Teslapathic: Mind Control for your Car

Teslapathic: Mind Control for your Car

OpenBCI Enables Mind over Matter

The notion of brain waves being able to exert sufficient energy to influence objects would involve nothing short of a miracle—especially considering that the radiance of the wimpy signals emitted by neural activity don’t extend beyond a few millimeters from the skull. Spoon benders need not apply. But moving a Tesla with your thoughts? That’s an entirely different matter!

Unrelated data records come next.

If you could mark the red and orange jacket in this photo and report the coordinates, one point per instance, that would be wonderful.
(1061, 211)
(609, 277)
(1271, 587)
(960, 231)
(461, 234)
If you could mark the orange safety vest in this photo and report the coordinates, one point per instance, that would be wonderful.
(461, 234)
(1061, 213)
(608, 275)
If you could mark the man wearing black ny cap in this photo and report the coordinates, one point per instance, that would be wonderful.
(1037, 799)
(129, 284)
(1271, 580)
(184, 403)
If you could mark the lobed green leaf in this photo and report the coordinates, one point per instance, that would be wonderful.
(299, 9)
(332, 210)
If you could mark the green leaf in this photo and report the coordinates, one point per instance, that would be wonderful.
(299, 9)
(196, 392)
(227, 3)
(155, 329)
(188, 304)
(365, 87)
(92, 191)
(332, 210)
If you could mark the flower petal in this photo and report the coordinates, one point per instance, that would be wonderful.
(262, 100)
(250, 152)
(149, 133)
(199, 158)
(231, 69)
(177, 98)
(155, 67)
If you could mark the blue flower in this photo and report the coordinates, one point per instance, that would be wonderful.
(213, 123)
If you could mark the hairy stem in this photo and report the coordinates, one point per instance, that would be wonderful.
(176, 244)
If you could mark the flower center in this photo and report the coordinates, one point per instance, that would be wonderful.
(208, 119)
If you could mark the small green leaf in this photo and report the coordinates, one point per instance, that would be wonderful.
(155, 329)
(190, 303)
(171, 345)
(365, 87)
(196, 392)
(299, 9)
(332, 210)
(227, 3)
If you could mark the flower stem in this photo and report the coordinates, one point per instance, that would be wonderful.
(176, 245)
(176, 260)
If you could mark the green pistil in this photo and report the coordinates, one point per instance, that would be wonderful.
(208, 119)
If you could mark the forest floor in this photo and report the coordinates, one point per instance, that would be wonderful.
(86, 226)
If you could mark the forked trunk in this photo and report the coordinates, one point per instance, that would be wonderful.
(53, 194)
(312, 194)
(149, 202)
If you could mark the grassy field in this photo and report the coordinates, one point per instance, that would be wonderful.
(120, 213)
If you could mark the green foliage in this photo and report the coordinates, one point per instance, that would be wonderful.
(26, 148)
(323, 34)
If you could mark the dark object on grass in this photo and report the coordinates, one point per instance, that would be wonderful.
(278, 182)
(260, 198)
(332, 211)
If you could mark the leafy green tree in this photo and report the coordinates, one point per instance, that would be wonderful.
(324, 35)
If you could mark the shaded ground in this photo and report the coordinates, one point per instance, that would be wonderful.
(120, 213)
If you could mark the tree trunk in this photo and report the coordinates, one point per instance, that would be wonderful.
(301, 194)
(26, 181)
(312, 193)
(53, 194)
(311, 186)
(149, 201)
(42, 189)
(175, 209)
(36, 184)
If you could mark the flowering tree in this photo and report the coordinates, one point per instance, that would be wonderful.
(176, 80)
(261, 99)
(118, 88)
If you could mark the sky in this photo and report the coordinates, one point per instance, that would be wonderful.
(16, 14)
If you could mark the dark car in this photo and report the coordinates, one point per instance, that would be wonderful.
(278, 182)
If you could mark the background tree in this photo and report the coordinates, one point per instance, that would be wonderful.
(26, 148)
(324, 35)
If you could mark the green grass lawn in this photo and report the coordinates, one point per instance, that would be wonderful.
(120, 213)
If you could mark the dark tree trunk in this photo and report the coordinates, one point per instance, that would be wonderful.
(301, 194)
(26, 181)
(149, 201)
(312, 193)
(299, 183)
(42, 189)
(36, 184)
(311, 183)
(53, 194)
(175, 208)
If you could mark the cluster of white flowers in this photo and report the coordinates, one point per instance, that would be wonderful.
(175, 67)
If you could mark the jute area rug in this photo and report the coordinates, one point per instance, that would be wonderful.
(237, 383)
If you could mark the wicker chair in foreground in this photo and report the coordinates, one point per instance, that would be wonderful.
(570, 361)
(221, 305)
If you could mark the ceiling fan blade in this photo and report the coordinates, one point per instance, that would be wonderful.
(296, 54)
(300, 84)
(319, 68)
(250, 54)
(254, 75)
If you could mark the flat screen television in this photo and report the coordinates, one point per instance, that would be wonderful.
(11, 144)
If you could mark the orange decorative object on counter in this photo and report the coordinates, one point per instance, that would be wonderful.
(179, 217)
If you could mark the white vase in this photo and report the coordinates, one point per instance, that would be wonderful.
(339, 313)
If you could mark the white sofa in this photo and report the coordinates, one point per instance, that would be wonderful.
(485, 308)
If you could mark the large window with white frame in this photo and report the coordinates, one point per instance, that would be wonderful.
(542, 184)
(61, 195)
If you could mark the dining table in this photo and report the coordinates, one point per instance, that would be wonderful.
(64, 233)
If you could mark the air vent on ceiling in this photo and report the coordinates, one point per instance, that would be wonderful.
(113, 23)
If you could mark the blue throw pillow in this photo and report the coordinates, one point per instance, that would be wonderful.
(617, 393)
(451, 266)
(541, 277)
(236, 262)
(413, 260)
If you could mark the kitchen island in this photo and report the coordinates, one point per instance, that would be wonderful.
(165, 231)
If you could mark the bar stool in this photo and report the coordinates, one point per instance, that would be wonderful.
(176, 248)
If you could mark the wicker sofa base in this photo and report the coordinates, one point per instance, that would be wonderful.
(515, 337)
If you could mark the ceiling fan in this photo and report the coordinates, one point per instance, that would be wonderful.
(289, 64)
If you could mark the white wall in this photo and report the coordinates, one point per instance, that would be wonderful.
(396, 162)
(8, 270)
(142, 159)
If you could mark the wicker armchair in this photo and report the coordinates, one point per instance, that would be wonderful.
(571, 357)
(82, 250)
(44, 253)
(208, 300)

Perhaps one reason why telekinetic control of your car does not currently appear on any automaker’s roadmap for the autonomous vehicle is the inevitable spike in road rage that would be sure to attend it. Think about it! But still, in the context of showcasing the future of human-computer interfaces, mind-controlled devices hold tremendous promise across an unlimited landscape of possibilities.

But let’s get back to the mind-controlled Tesla.

Casey Spencer and a few of his friends (Lorenzo Caoile, Vivek Vinodh, and Abenezer Mamo) recently engaged in a 36-hour hackathon hosted by UC Berkeley’s Cal Hacks 3.0. Their project’s objective? Navigate a Tesla into a parking space using brain wave-generated commands. Dubbed Teslapathic, it worked.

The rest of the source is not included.